The bottleneck here is sorting each string. For every string of length k, we do O(k log k) work just to produce a key. But since the input only contains lowercase English letters (26 possible characters), we could build the frequency count directly in O(k) time instead of sorting.
Since the input only contains lowercase English letters, there are exactly 26 possible characters. Instead of sorting a string to get its canonical form, we can count how many times each character appears and use that frequency count as the key.
For "eat": a=1, e=1, t=1. For "tea": a=1, e=1, t=1. Same frequency count, same key.
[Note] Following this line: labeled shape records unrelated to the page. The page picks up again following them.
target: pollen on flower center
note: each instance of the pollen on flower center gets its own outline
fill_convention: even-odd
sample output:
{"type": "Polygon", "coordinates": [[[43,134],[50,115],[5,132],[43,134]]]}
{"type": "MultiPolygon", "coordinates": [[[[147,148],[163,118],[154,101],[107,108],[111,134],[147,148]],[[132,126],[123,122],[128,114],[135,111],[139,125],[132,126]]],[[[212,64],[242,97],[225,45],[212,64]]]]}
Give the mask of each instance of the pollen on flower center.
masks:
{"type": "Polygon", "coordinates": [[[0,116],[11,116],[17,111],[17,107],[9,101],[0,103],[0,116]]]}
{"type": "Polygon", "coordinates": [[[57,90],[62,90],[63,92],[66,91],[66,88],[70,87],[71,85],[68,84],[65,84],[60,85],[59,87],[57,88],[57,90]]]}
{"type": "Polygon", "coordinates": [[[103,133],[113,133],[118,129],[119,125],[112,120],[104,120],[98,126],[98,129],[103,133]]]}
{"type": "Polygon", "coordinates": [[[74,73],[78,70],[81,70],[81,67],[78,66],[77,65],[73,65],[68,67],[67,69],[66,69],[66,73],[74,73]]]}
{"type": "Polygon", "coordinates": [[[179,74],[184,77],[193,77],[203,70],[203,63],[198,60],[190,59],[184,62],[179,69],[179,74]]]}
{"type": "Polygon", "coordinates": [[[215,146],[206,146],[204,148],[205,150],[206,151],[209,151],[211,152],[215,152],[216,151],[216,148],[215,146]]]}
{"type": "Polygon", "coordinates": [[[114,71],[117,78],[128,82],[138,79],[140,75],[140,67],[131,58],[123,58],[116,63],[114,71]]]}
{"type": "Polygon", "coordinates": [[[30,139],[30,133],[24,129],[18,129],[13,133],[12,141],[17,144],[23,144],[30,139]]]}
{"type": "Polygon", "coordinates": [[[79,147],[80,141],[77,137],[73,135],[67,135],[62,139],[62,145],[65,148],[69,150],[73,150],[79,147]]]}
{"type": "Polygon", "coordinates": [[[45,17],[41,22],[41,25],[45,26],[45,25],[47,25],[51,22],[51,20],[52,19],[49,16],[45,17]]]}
The trick is converting this frequency array into a hashable key. A common approach is to join the counts with a delimiter, like #1#0#0#0#1#0#0...#1#0#0... (where each number represents the count for a, b, c, ..., z). This produces a unique string for each distinct frequency pattern.
This avoids sorting entirely and brings the per-string cost down from O(k log k) to O(k).
Two strings are anagrams if and only if they have the same character frequency distribution. By encoding the 26 character counts into a key, we create a perfect fingerprint. No two non-anagram strings can share a key (because at least one character count differs), and all anagrams must share a key (because their character counts are identical).
The delimiter between counts is important. Without it, frequencies like [1, 2, 3] and [12, 3] would both produce "123" and collide. The "#" separator prevents this ambiguity.
The frequency count approach is already optimal in terms of time complexity. You can't do better than O(n * k) since you must read every character of every string at least once. But there's an alternative approach using prime numbers that produces a single numeric key instead of a string key, which is worth knowing because interviewers sometimes ask for it.
Here's a clever mathematical trick. Assign each letter a unique prime number: a=2, b=3, c=5, d=7, e=11, and so on. For each string, multiply the primes corresponding to its characters. Because of the fundamental theorem of arithmetic (every integer has a unique prime factorization), two strings produce the same product if and only if they contain the same characters with the same frequencies.
For "eat": 11 * 2 * 71 = 1562. For "tea": 71 * 11 * 2 = 1562. Same product. For "bat": 3 * 2 * 71 = 426. Different product.
This gives us a numeric key that requires no string building, no sorting, and no delimiter handling.